Buster is a bison bull calf who was born on our Southern Missouri ranch this summer, but soon after he was born, his twin came along. Twins are very rare in bison, and usually when a momma bison has twins, she only recognizes one of her calves as hers.
This leaves the abandoned calf on its own, unable to receive the nutrients it needs from its mother’s milk to survive.
Luckily, since Buster was born first, he was able to get some of the essential nutrients from his mother before the twin came along. This helped immensely in him surviving the first few days after Randy and Jane rescued him.
Now, Buster gets his milk from bottles, which Jane prepares and feeds to him twice a day.
Buster has a pen, built alongside the barn where he has access to sun, shade, grass and dirt. The pen is built to provide safety for him, so he doesn’t wander around the ranch in areas that could be dangerous for him (whether it be predators or wandering back to the bison herd before he’s prepared to take care of himself).
Here, Buster is lying in the grass inside his pen. The stretched out position of his neck is what happens when bison grunt. As you can tell, his fur is very soft. This beautiful cinnamon color doesn’t last too long before it turns the brownish color of adult bison.
Since Buster is the only orphan on the ranch this year, the only interaction he gets right now is with people.
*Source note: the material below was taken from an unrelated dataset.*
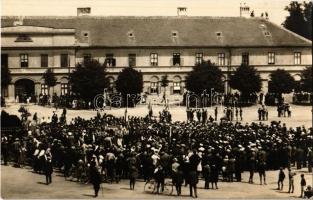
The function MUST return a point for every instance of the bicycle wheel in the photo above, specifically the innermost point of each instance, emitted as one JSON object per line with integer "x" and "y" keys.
{"x": 149, "y": 187}
{"x": 168, "y": 188}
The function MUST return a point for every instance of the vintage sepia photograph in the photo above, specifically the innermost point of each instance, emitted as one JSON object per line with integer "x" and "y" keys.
{"x": 156, "y": 99}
He loves to play and loves attention. Here he is out in the grass with Randy and Jane.
I call this a “buffalo hug”. Often times when Buster is out playing and interacting, he’ll come up really close to your legs and kind of circle around you. Even though he looks small, you do have to make sure he’s careful of your feet! Bison are born at 40-50 pounds and start growing pretty much immediately. You can easily see size difference between newborn calves and those that are just a few weeks old. Plus, their hooves are hard — so a step on the toes by this guy would definitely sting!
Apparently, he even gives “buffalo kisses”! Like I said, he’s a little ball of love.
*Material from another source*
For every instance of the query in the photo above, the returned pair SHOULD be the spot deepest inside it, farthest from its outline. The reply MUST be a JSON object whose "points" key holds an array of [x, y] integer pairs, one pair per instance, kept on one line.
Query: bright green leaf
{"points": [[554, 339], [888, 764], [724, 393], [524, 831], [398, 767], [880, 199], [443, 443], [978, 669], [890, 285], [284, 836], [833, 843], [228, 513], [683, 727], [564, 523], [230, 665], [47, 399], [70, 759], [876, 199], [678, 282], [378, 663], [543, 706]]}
So comfortable is Buster in the home Randy and Jane have made for him, that even when given free reign, he never wanders far. He’ll even wander up to the porch of the house (which is just across from his barn) and sit with Randy and Jane. Or, if they’re in the house, he’ll just curl up in front of the screen door.
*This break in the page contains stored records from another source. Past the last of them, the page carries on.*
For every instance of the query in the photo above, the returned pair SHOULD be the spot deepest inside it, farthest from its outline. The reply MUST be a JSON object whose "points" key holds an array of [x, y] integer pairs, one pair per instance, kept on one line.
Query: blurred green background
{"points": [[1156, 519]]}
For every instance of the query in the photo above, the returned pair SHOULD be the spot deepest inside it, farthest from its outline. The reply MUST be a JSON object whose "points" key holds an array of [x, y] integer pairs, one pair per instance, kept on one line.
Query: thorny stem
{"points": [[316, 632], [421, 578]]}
Buster is a Bison Bull though, so quite quickly he will grow much too big and strong to play with Randy and Jane as he does now, curl up on their porch and give buffalo hugs. As a Bison Bull, he could potentially grow to be up to 2,000 lbs!
The good news is, eventually, they will be able to re-introduce Buster to his herd where he should be able to thrive and live a long, happy life with other bison.
In fact, the two Bison above are named “Scout” and “Atti” and they were each orphan calves last year who have now been re-introduced to the herd and are doing great. (Don’t fret about the shedding fur on Scout, this is actually 100% normal in all bison! Each winter, bison grow a thick coat to keep them warm in the cold winter months and in the spring and summer, they no longer need the extra fur, and they shed their coat. So, Scout is just adapting to summer!)
It’s hard not to quickly fall in love with this little guy. Of course, you always hope that all calves can always stay with their moms and never have any problems, but when one comes along that needs a little help, Randy and Jane are always glad to take it in and give it the love and care it needs!